Last month we reported that KCPR-FM, the college radio station at California Polytechnic University, San Luis Obispo was changing focus to become a more student-oriented station under the oversight of the journalism department. The station, which is nearing its 50th anniversary, recently said goodbye to some long-time non-student DJs, including a jazz show host (and Cal Poly lecturer) who had been on the air for 18 years and an alum who had been at the station ever since he started as a student 28 years ago.
A cover story in the New Times SLO goes into tremendous detail about the state of the station and provides some speculation about why these changes are taking place. In addition to the elimination of non-student DJs (which includes alumni DJs, faculty DJs, and community DJs), changes at KCPR also include a required course for radio participants as well as the end of live DJs during late night hours from midnight to 5am. During those graveyard hours pre-recorded shows will now air.
In recent years KCPR has operated without much oversight from the school, functioning more like a student club than the arm of an academic department. Along with that, KCPR has been a champion of freeform programming and independent music (see my 2008 field trip report). There are hints that the programming could change. KCPR’s new General Manager Steven Pardo told the New Times, “I think it’s actually a really positive direction for us…The one thing that [the department] wants is for us to be a little bit more professional in how we do our shows.” Along with that he said that he’d like to see KCPR play “music that can kind of score your day as a radio station where it reflects your mood that you might be in.”
As far as what prompted these changes, the big factors seem to be the arrival of a new journalism department chair in 2012 and a racy unauthorized station fundraiser in 2014, which led to a university Dean threatening to sell the KCPR license. As a result of that conversation, an advisory group convened and was charged with plotting the station’s future. This “KCPR Evolution Core Committee” came up with the recommended changes that are now being instituted. According to the New Times,
A year-long, department-led inquiry considering what to do with the radio station lead up to the June announcement. The process was the result of increased scrutiny over a growing gap between what the station was and what the journalism department, which oversaw the station and owned its operating license with the Federal Communications Commission (FCC), wanted it to be.
As for what precipitated the inquiry, accounts vary. Some people familiar with the station’s internal dynamics point to a series of events and conflicting philosophies that strained the relationship between students, student managers, and the journalism department. Others say that eventually KCPR was destined to follow suit with a changing journalism department and student media landscape.
Bottom line, however, was that the station’s current form and the journalism department’s vision for it were in discord. KCPR was heading into an existential crisis.
For years, KCPR just functioned on its own, with little oversight from the department.
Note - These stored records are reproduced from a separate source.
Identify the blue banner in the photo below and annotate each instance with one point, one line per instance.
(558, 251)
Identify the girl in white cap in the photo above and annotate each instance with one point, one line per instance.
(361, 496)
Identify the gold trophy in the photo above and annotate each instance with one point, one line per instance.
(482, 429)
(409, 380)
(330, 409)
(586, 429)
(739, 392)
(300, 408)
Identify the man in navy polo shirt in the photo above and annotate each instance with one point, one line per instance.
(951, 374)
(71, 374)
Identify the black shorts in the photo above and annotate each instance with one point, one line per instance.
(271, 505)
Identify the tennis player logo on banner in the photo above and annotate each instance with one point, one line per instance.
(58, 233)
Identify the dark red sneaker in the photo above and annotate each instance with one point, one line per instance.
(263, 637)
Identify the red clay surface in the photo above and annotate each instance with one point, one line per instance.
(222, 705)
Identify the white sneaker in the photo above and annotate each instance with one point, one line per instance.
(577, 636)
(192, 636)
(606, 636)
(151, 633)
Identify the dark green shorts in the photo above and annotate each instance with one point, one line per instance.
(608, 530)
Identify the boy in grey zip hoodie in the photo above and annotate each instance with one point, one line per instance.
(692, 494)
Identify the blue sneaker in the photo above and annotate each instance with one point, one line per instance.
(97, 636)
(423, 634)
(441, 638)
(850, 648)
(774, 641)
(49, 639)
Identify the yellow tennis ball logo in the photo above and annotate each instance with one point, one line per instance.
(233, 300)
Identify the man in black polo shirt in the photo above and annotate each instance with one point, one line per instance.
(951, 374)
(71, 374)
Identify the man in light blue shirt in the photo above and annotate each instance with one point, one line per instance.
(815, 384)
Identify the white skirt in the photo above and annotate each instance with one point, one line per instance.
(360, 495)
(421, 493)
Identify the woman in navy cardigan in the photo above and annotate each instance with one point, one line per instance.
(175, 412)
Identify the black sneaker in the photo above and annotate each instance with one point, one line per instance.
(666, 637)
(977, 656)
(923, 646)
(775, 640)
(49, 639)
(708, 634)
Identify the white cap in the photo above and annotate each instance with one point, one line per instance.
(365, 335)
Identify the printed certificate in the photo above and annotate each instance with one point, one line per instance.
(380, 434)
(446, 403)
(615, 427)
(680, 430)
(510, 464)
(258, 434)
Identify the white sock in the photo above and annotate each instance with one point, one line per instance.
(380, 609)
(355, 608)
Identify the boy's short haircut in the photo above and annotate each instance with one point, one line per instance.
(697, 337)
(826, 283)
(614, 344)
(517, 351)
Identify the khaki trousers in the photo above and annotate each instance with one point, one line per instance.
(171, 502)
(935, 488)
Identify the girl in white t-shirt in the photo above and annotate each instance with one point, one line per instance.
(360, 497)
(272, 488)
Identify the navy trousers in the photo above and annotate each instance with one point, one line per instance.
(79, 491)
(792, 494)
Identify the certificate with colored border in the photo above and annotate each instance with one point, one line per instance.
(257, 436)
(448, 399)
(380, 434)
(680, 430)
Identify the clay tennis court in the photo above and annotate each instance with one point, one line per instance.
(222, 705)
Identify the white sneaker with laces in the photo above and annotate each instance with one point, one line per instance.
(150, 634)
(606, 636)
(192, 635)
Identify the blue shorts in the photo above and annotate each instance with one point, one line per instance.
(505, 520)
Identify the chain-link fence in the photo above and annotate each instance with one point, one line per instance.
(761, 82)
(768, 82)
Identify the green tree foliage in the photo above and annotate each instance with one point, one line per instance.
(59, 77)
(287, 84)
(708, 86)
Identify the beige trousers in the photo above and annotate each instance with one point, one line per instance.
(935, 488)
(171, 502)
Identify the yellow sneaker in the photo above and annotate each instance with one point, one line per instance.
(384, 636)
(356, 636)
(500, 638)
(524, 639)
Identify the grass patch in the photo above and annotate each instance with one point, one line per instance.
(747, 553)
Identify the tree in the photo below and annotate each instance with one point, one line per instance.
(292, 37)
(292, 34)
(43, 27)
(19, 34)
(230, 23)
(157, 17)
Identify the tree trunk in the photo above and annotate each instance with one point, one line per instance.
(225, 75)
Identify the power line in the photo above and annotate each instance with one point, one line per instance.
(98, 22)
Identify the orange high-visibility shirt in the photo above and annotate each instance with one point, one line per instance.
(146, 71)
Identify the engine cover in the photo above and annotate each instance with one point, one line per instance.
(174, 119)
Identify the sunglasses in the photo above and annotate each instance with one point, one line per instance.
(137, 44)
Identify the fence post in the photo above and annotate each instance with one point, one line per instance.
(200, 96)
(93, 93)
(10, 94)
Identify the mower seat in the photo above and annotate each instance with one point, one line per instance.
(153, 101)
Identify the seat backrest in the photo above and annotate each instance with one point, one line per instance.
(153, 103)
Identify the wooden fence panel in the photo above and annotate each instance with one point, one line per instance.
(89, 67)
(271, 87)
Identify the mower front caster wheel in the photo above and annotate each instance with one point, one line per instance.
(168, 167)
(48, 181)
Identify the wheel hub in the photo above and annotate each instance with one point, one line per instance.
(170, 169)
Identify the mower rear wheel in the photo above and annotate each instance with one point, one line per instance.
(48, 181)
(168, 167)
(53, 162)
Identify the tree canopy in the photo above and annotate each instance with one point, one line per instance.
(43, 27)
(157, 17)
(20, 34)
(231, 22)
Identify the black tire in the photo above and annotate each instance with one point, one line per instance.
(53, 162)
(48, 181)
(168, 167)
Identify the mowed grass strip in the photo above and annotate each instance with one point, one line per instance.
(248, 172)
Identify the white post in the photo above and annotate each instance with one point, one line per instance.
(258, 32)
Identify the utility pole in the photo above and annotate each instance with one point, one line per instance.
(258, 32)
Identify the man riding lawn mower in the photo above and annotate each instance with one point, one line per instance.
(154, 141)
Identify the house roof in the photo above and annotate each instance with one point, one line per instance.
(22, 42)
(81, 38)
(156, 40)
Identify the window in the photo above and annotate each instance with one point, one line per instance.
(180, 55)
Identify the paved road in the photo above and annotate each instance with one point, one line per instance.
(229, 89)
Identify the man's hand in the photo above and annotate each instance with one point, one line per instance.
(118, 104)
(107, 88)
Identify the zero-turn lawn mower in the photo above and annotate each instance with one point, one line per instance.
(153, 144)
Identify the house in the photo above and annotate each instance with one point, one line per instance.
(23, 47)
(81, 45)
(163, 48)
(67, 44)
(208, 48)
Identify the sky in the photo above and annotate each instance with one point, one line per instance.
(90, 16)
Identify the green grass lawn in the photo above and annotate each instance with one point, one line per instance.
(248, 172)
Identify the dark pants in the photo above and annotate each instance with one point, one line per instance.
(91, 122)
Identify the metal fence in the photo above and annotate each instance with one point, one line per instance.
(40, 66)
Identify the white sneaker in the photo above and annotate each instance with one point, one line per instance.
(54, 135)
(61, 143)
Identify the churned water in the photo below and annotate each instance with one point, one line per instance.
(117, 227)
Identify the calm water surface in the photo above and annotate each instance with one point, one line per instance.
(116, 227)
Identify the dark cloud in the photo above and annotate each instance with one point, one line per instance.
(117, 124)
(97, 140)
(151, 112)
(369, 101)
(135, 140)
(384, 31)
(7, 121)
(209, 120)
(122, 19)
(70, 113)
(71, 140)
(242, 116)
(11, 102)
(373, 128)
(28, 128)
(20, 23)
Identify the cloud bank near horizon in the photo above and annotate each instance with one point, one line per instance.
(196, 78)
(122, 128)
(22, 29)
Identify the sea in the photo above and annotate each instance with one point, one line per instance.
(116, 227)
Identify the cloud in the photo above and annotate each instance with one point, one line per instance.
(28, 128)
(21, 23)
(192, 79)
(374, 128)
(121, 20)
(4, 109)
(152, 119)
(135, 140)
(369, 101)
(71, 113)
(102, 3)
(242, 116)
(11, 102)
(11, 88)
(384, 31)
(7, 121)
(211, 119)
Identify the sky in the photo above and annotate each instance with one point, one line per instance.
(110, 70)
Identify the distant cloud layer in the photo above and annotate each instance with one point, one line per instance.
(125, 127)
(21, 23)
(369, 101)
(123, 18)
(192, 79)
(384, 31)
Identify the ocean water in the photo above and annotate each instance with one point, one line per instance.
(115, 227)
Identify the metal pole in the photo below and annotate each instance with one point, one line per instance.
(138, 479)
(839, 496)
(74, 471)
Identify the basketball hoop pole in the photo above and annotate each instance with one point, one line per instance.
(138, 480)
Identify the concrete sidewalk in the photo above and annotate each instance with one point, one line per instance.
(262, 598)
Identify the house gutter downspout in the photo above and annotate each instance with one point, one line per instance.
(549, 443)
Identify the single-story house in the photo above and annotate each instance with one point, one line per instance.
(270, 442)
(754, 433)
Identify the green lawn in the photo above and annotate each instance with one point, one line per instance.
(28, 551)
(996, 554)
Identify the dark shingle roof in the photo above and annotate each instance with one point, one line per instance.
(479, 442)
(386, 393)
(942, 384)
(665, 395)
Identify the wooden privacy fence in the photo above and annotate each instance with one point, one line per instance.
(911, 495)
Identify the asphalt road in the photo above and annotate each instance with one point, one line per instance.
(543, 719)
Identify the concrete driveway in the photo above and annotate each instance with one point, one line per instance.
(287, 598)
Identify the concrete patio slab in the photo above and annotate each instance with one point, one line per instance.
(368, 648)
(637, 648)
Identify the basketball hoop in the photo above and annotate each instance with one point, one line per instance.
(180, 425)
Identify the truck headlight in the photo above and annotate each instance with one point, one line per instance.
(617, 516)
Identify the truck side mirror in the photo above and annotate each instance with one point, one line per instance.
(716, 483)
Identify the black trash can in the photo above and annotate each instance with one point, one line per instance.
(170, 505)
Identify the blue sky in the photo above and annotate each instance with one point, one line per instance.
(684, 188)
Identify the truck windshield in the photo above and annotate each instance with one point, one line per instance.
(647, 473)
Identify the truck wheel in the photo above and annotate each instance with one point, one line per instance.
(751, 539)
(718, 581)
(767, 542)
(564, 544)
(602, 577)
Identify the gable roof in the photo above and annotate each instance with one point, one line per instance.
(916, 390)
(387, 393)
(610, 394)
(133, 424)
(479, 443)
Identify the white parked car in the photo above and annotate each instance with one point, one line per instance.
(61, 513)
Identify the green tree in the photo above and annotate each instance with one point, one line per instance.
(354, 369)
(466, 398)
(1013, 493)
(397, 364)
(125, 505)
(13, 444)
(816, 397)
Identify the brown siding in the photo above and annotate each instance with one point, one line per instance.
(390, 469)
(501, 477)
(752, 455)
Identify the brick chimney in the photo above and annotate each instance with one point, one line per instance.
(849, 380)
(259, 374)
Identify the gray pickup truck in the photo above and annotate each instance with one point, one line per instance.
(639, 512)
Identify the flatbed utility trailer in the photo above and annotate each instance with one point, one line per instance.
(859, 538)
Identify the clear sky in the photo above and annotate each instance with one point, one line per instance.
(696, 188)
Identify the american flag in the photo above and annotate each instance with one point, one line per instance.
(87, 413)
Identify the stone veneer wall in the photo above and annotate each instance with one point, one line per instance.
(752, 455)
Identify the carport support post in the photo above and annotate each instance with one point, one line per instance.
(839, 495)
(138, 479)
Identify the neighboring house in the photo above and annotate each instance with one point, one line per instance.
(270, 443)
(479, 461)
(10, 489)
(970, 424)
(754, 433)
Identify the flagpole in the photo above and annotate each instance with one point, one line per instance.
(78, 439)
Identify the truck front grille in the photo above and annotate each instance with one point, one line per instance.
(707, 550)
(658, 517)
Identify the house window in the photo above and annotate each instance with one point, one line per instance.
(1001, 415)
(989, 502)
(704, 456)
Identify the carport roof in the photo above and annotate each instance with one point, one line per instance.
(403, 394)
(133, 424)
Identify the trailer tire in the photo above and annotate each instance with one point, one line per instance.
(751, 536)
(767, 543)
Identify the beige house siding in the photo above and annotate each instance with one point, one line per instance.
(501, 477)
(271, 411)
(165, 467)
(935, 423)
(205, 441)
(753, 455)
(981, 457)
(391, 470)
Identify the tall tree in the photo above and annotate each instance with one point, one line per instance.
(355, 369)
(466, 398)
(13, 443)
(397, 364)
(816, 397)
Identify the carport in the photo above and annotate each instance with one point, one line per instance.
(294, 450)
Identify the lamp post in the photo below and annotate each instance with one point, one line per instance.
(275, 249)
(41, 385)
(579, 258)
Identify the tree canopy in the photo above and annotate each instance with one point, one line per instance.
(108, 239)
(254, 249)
It was a heavily music-driven bastion ‘for music nerds, by music nerds,’ as one former DJ choosing to go by her on-air name Biba Pickles, described it.
The heavy emphasis on a student-run, music-centered organization meant mixed results and mixed programming. The station’s quest to bring new, eclectic music meant a range of sounds that might include Dylan, The Pixies, MF Doom, Igor Stravinsky, or John Coltrane at the base, and extend to more out-of-the-box artists that deliver something much different than what you’ve ever heard on, or off, the radio.
Tune into KCPR and you might encounter anything from indy rock, underground hip-hop, contemporary classical, and avant-garde jazz to stuff that’s even more on the fringes, like scream metal, no-fi, anti-folk, and dream-pop.
As for the on-air DJs, their radio presence and fluency of the equipment greatly varied between professional quality and five-minutes of rambling nonsense between songs.”
Currently the KCPR website redirects to a Mustang News site (the student news service at Cal Poly) that reads “MN coming soon,” so it looks like even more changes are on the way. It will be interesting to see how the station evolves, particularly after the fall semester begins and the campus is packed with students. I’m hoping that KCPR will still maintain its independent ethos, which has spawned creative personalities and shows over the years, including former KCPR DJ and musician Weird Al Yankovic (whose parody of “My Sharona” was recorded across the hall from the station).